Cinq ans après, le Portugal est un pays plus dangereux, moins préparé et plus fragile. Cinq ans après, les propriétaires forestiers sont aux commandes, plus que jamais. Cinq ans après, l’abandon s’est étendu, tandis que la culture d’eucalyptus s’est développée et que la désertification s’est accrue. Cinq ans après, nous avons moins de forêts, moins de gens à la campagne, et aucun respect pour les communautés dévastées par les incendies de 2017.

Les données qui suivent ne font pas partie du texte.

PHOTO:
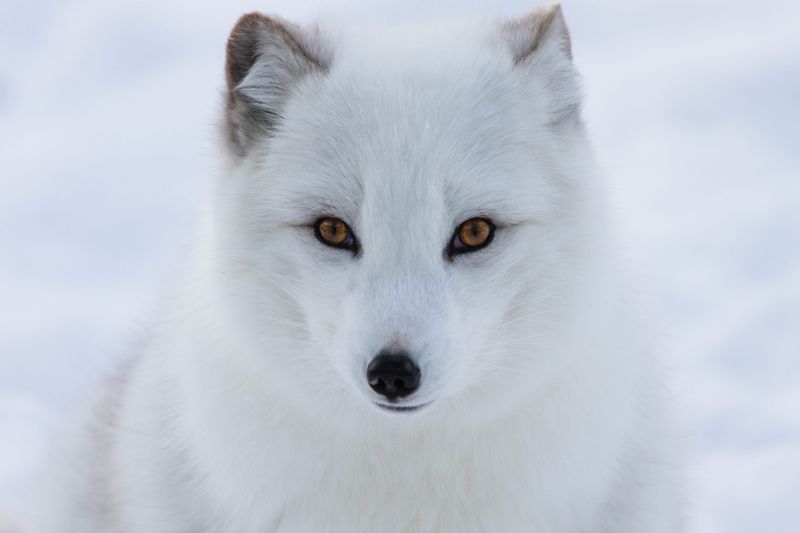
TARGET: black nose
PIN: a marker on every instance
(393, 375)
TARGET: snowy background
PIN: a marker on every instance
(107, 114)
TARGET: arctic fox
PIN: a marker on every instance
(404, 314)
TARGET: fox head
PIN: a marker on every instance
(403, 214)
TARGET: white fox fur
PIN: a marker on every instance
(249, 411)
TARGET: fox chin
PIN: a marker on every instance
(404, 313)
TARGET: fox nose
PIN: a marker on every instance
(393, 375)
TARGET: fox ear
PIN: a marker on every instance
(540, 43)
(266, 58)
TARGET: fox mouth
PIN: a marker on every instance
(402, 408)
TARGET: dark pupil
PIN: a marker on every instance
(335, 227)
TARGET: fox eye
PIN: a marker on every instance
(470, 236)
(335, 232)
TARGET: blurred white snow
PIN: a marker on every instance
(107, 122)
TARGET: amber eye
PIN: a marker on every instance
(471, 235)
(336, 233)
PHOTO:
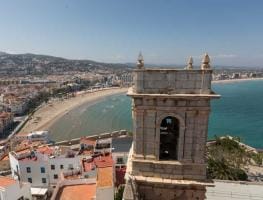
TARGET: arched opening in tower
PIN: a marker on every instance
(169, 136)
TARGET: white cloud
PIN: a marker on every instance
(224, 56)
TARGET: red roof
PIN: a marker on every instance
(104, 161)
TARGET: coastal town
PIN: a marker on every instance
(39, 168)
(131, 100)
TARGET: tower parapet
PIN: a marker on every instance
(170, 109)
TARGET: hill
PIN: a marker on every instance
(33, 64)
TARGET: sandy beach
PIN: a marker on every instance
(47, 114)
(236, 80)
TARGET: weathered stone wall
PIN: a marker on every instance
(168, 81)
(192, 115)
(184, 95)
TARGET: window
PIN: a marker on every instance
(42, 169)
(28, 170)
(120, 160)
(169, 136)
(70, 166)
(29, 180)
(44, 180)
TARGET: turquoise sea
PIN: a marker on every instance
(239, 112)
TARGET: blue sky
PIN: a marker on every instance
(166, 31)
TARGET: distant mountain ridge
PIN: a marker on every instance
(30, 64)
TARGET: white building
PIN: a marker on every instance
(42, 167)
(42, 136)
(11, 189)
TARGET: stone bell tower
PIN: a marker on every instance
(170, 110)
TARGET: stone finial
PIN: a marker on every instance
(140, 63)
(205, 62)
(190, 63)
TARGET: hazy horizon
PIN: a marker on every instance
(114, 31)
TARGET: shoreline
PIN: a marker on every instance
(236, 80)
(49, 113)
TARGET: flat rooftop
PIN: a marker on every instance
(122, 144)
(77, 192)
(105, 177)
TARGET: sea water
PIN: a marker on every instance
(239, 112)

Il y eut de brefs moments en 2017 et 2018 où il semblait qu’il serait possible de changer quelque chose dans le pays. Après l’immense tragédie qui a brûlé plus de 5% du territoire du pays, qui a coûté la vie à plus de 100 personnes, nous pensions que ces faits accablants forceraient un gouvernement qui, comme les précédents, était à genoux devant le pouvoir de la pâte à papier, à corriger le tir. Nous étions naïfs. Considérant que la valeur de la vie humaine est incommensurable, nous pensions que les pertes dues aux incendies seraient à même de forcer le régime à se demander s’il était encore possible de maintenir la plus grande superficie relative de culture d’eucalyptus au monde, avec les plus grandes zones brûlées d’Europe année après année, avec le coût humain, social et environnemental que cela impliquait. Nous avions tort.
Les incendies de 2017 et ceux d’aujourd’hui au Portugal, articulant trois facteurs essentiels – un climat nouveau et défavorable, plus chaud et plus sec, causé par le changement climatique, un paysage composé principalement d’eucalyptus, une espèce pyrophyte et invasive, et l’abandon de l’intérieur par la population qui ne peut y vivre, sinon à des conditions toujours plus difficiles– n’occupent plus une seule minute les préoccupations de l’élite dirigeante de ce pays. Chaque larme pleurée aujourd’hui sera, sans équivoque, une farce, un mensonge, une gifle au visage des familles de ceux qui sont morts et un déclaration de guerre contre l’avenir de ceux qui pensent continuer à vivre au Portugal.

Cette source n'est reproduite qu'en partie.